President Barack Obama’s daughters attend the private Sidwell Friends School in the District of Columbia, where the annual tuition for elementary school is $29,842 (tuition for the middle and upper schools is $30,842 a year). Duncan’s children attend public schools in Arlington, Va.
 
“As the President said in his State of the Union, ‘in the 21st century, the best anti-poverty program around is a world-class education,’” Duncan said in his Selma speech. “And in this country, the success of our children cannot depend more on where they live than on their potential.”
 
But, as reported earlier by CNSNews.com, Duncan said that giving children scholarships would take money away from public schools, even if the $7,500 Opportunity Scholarships are less than half what taxpayers pay for daily student attendance in D.C. public schools, many of which are repeatedly ranked as some of the worst failing schools in the country.
 
“I appreciate the desire of every family to have the best possible education for their child,” Duncan told CNSNews.com in a statement. “I also understand that our role is to support children, parents and educators. That is why this Administration is devoting more resources and supports more ambitious reform of our public school system than any administration in history.”

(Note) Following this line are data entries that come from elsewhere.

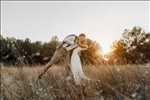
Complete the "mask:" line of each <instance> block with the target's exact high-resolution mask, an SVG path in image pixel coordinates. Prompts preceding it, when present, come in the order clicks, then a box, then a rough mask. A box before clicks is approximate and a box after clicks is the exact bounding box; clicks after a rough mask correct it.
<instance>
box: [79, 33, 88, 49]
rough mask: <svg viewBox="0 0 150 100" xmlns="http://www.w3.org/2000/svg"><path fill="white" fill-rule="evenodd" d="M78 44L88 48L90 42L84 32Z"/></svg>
mask: <svg viewBox="0 0 150 100" xmlns="http://www.w3.org/2000/svg"><path fill="white" fill-rule="evenodd" d="M77 44H78V45H79V46H80V47H81V48H83V49H88V42H87V39H86V35H85V34H84V33H81V34H80V35H79V37H78V41H77Z"/></svg>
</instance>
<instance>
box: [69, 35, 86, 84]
mask: <svg viewBox="0 0 150 100" xmlns="http://www.w3.org/2000/svg"><path fill="white" fill-rule="evenodd" d="M74 44H75V45H72V47H70V48H66V50H67V51H69V50H70V49H71V48H74V49H73V51H72V55H71V62H70V64H71V66H70V67H71V71H72V73H73V78H74V79H75V82H76V83H77V84H79V83H80V81H81V80H82V79H86V80H89V78H88V77H86V75H85V74H84V72H83V69H82V63H81V60H80V56H79V53H80V52H81V51H82V50H87V49H88V43H87V39H86V35H85V34H83V33H81V34H80V35H79V36H78V37H77V38H76V39H75V43H74Z"/></svg>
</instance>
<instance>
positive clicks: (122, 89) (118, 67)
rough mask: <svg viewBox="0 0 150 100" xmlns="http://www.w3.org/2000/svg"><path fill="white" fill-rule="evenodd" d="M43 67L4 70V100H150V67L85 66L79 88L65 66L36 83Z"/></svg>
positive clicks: (2, 74) (148, 64)
mask: <svg viewBox="0 0 150 100" xmlns="http://www.w3.org/2000/svg"><path fill="white" fill-rule="evenodd" d="M43 67H44V66H40V65H37V66H20V67H14V66H3V65H2V66H1V69H0V73H1V93H0V97H1V100H149V99H150V64H145V65H100V66H92V65H91V66H90V65H89V66H84V72H85V74H86V75H87V76H88V77H90V79H91V80H89V81H86V80H83V81H82V83H81V84H80V85H76V84H75V83H74V81H73V78H72V76H71V74H70V73H69V72H68V70H66V68H65V67H64V66H63V65H55V66H53V67H52V68H51V69H49V71H48V72H47V73H46V74H45V75H44V76H43V78H42V79H40V80H37V77H38V75H39V74H40V73H41V71H42V70H43Z"/></svg>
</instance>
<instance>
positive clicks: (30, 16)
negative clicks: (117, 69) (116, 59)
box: [1, 1, 150, 53]
mask: <svg viewBox="0 0 150 100" xmlns="http://www.w3.org/2000/svg"><path fill="white" fill-rule="evenodd" d="M149 6H150V3H149V1H50V2H49V1H39V2H36V1H21V2H20V1H2V3H1V8H2V9H1V11H2V12H1V15H2V17H1V20H2V22H1V25H2V26H1V29H2V30H1V32H2V35H3V36H9V37H16V38H21V39H24V38H27V37H28V38H30V39H31V40H32V41H37V40H38V41H49V40H50V38H51V37H52V36H53V35H57V36H58V37H59V38H60V39H63V38H64V37H65V36H66V35H67V34H70V33H74V34H79V33H80V32H85V33H87V35H88V37H89V38H91V39H93V40H96V41H98V42H99V43H100V45H101V47H102V49H103V52H104V53H106V52H108V51H109V49H110V45H111V44H112V42H113V41H115V40H117V39H119V38H120V37H121V33H122V32H123V30H124V29H125V28H131V27H133V26H135V25H136V26H141V27H143V28H144V29H145V31H150V28H149V27H150V25H149V24H150V21H149V17H150V15H149V14H150V13H149V12H150V7H149Z"/></svg>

Duncan said taking a small percentage of children out of the public school system and putting them in private schools through school vouchers is not the answer. “We need to be more ambitious,” he said. “We need to fix all of our schools.”  
 
In his Selma speech, Duncan said the Obama administration was going to make Martin Luther King’s dream “real.”
 
“We intend to make that dream of equal educational opportunity that Martin Luther King glimpsed from the mountaintop, real,” Duncan said. “We intend to march on, on toward the dream of a colorblind society.  We cannot wait. And with your help, your commitment, and your courage, we will all cross the bridge that leads to true equality.”